The amount of Inheritance Tax collected by HMRC hit more than £5 billion for the first time in 2018 - up 8% on the previous tax year and this trend looks set to continue. However, there are ways you can plan ahead to ensure your estate is as tax efficient as possible, as Calvin Healy explains.

Inheritance Tax revenue is on the rise and it’s affecting more people than ever before. This is hardly surprising given the increase in property values over the last decade, coupled with the fact that the standard nil rate band has remained static. The introduction of the main home nil rate band has begun to take effect, but unsurprisingly, does little to halt the increase in revenues.

In view of this, it’s important to consider your position and plan ahead to ensure that your estate is as efficient as it can be for protecting and passing wealth to future generations.

Here are our top five tips:

1. Make sure you utilise nil rate bands fully

Careful planning is required around the availability of the standard nil rate band and the main residence nil rate band. The structure of the legislation, particularly around transferability of unused bands and the additional main residence nil rate band, is complex and therefore, it is essential to seek advice to ensure valuable allowances are not lost.

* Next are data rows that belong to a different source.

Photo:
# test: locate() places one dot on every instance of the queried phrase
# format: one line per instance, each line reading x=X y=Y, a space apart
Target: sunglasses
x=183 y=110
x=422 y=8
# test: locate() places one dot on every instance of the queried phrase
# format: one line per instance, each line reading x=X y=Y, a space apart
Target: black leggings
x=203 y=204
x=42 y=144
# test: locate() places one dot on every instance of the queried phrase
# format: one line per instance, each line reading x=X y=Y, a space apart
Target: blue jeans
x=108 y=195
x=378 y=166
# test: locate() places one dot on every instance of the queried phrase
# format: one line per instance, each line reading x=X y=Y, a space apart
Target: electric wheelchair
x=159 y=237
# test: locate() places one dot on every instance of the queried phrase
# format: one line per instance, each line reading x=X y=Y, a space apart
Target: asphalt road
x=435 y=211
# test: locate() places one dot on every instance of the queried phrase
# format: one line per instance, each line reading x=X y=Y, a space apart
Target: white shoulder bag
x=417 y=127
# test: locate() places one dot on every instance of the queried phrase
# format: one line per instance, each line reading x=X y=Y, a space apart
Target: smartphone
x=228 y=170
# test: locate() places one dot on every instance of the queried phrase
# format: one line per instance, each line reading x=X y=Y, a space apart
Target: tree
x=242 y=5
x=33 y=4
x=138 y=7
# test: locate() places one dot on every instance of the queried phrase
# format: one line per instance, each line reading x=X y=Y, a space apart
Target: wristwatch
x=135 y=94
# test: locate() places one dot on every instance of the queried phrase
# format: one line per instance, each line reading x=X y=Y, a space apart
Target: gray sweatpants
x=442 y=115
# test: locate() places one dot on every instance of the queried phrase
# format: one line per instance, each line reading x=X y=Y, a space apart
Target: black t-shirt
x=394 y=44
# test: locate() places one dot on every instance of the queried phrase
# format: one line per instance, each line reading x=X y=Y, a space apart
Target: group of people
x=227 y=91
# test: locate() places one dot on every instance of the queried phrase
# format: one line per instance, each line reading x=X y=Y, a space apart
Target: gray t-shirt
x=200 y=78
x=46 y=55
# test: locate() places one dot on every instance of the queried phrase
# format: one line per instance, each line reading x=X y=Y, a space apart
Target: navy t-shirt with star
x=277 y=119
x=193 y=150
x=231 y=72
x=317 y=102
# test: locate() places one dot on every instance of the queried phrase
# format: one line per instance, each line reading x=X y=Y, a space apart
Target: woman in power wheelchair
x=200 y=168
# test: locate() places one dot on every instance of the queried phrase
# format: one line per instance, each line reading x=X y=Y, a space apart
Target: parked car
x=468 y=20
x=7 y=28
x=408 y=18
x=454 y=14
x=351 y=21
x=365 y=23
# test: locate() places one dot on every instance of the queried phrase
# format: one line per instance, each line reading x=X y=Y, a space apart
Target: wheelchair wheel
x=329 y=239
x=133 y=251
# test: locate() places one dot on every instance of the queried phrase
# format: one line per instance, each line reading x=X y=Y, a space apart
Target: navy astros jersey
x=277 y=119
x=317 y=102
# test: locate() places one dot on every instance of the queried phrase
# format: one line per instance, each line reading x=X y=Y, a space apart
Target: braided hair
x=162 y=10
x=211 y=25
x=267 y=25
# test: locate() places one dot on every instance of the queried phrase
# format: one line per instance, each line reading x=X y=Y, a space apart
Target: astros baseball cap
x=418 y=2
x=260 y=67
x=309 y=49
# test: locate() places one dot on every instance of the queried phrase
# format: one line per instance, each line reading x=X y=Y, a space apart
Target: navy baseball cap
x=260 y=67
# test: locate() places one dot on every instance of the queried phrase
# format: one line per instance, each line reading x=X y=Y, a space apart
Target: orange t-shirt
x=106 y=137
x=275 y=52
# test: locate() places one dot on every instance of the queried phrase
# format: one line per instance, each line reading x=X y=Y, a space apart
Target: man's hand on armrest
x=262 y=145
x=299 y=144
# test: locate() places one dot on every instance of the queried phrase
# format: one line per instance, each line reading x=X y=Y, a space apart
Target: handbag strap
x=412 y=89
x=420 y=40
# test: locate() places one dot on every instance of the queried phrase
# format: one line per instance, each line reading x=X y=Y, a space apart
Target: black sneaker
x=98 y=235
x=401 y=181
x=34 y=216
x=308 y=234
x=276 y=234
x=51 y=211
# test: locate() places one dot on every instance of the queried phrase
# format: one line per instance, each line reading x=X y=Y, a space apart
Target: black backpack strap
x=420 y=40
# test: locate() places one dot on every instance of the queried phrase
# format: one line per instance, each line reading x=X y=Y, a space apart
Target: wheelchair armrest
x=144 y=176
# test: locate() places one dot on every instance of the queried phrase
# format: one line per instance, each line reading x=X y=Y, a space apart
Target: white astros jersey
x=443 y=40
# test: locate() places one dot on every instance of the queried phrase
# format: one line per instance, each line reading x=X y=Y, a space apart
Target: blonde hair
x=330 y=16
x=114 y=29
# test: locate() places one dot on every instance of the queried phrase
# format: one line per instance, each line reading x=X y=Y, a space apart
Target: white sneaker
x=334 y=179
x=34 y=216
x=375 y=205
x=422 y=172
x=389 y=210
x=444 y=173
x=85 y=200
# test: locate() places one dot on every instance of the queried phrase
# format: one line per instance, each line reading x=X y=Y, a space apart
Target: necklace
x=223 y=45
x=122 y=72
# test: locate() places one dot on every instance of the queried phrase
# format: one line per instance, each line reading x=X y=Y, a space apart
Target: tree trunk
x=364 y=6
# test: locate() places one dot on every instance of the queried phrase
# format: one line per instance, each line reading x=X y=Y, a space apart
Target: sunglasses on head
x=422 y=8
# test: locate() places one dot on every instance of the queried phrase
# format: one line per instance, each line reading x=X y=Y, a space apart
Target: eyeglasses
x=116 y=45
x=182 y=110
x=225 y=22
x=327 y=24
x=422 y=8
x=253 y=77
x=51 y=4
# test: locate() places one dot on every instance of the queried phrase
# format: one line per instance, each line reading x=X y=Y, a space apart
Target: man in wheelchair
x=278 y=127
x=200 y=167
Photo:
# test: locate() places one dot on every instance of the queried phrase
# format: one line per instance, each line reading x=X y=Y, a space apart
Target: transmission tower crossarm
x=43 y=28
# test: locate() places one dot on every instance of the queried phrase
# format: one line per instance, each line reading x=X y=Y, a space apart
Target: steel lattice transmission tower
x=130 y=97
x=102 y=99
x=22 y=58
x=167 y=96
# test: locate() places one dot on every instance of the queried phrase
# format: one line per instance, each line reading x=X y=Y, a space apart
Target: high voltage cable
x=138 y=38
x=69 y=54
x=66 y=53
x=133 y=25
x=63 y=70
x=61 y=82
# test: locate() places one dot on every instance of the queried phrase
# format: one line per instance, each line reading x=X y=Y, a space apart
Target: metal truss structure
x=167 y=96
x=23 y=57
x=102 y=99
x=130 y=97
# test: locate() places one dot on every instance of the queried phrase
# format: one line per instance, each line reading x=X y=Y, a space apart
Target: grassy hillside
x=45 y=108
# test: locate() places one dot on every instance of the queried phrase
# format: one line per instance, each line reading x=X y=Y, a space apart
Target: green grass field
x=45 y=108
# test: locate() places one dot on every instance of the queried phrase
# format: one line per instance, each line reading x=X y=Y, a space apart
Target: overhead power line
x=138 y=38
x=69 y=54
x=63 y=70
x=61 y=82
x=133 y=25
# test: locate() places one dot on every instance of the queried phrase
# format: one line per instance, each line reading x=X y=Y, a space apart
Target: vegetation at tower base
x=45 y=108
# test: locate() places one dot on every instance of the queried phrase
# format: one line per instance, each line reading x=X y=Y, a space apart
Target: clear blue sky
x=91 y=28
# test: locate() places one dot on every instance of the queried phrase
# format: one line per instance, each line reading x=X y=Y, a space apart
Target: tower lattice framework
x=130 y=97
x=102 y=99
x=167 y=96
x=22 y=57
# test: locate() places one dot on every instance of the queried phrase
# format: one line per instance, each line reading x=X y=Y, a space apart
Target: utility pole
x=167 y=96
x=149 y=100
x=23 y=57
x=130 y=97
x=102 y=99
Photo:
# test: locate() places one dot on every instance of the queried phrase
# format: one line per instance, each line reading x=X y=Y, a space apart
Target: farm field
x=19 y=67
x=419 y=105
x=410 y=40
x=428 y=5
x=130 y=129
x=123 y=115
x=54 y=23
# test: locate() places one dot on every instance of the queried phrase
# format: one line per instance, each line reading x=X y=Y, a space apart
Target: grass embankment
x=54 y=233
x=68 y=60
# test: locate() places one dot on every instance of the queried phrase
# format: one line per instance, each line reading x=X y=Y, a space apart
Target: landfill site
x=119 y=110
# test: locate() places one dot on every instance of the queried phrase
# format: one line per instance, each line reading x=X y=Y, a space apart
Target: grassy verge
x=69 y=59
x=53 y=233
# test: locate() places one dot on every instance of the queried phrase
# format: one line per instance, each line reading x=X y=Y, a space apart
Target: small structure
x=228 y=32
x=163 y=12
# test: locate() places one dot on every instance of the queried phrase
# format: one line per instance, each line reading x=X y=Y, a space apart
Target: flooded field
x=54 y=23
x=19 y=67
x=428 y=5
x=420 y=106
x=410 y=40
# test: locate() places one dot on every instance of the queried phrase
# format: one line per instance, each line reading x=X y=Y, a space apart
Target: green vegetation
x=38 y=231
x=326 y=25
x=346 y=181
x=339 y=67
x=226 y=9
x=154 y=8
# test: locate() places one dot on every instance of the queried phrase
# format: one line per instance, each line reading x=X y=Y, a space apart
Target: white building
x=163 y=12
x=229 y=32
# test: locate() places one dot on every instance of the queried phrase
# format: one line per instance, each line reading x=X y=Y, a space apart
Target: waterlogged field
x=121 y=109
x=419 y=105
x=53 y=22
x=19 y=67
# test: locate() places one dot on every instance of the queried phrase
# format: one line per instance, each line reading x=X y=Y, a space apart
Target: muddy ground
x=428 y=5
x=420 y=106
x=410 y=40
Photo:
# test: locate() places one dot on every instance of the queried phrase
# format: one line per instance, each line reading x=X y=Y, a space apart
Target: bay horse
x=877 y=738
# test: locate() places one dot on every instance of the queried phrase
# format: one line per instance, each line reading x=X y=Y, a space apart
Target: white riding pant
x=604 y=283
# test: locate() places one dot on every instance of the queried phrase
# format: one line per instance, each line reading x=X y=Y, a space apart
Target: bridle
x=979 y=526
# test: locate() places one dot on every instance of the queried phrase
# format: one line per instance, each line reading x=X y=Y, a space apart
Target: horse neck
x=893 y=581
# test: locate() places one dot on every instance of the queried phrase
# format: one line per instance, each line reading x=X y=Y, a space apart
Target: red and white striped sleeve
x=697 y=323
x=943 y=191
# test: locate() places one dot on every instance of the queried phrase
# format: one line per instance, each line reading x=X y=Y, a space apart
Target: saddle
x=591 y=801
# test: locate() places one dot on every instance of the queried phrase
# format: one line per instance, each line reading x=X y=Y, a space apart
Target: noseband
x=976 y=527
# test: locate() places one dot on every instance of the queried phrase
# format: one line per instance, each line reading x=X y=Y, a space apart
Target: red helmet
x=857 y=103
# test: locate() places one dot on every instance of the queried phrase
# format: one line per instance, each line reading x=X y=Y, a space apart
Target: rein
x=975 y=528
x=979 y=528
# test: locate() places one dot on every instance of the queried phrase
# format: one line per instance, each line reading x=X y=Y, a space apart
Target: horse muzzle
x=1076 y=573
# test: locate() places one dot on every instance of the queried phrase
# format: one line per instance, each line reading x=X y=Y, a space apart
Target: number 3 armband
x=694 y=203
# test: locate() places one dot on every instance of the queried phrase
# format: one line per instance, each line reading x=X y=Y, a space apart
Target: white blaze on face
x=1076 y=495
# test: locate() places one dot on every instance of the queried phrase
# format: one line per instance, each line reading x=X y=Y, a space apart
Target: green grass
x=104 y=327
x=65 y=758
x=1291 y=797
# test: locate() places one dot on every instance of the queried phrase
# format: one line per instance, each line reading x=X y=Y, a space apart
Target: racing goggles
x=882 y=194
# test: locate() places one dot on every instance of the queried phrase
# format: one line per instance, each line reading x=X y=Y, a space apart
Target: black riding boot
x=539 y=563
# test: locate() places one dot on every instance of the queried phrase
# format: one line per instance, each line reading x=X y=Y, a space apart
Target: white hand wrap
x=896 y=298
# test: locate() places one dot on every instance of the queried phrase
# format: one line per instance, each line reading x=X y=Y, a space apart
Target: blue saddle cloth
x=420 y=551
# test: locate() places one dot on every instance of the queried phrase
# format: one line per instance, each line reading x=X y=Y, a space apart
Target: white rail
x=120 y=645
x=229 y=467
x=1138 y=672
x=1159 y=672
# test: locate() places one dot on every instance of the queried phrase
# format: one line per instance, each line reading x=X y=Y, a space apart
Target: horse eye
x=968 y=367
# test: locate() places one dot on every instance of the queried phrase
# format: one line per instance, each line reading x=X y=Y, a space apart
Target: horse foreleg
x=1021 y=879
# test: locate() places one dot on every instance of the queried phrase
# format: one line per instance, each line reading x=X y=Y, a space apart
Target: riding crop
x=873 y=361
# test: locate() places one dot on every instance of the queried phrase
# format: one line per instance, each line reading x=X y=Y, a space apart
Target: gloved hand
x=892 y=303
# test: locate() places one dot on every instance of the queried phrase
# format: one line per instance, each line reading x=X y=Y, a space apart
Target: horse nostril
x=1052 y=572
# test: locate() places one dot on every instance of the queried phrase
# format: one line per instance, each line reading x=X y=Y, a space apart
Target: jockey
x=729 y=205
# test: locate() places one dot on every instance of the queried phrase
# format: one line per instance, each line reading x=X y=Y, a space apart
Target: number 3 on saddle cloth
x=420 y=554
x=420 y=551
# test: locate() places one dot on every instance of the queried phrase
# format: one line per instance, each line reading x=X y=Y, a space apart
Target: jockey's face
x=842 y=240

2. Making use of available exemptions

The most straightforward and simple way to plan for Inheritance Tax is to make use of the available exemptions. The following gifts can be made free of Inheritance Tax:

  • Small gifts to the same person up to £250 in any tax year. These can be made to as many people as you wish.
  • Gifts in consideration of marriage or civil partnership. The exemption limits are £5,000 made by a parent, £2,500 by a grandparent and £1,000 by anyone else.
  • The first £3,000 of gifts made in any tax year. This is known as the Annual Allowance and there is an added element in that any unused allowance from the previous tax year can be added to your allowance for the current year, resulting in a £6,000 exemption.

3. Make gifts out of surplus income

Gifts out of income can be made free of Inheritance Tax. To qualify, the gift must be part of your normal expenditure and, taking one year with another, made from surplus income so that your current standard of living is maintained. Records should be kept in support of any claim.

4. Ensure your business and its assets qualify for business property relief

Business property relief can automatically exempt (or partially exempt) the value of your own business or value of business assets you own when you die.

As the relief is very generous, it is an area that is scrutinised constantly by HMRC. The legislation is complex and detailed conditions apply. Therefore, it is highly recommended that your business and business assets are reviewed to ensure they are structured efficiently for Inheritance Tax purposes.

5. Use of Trusts

Finally, the use of Trusts can be an efficient way to protect and control family assets and, if planned properly, can also be efficient for Inheritance Tax purposes.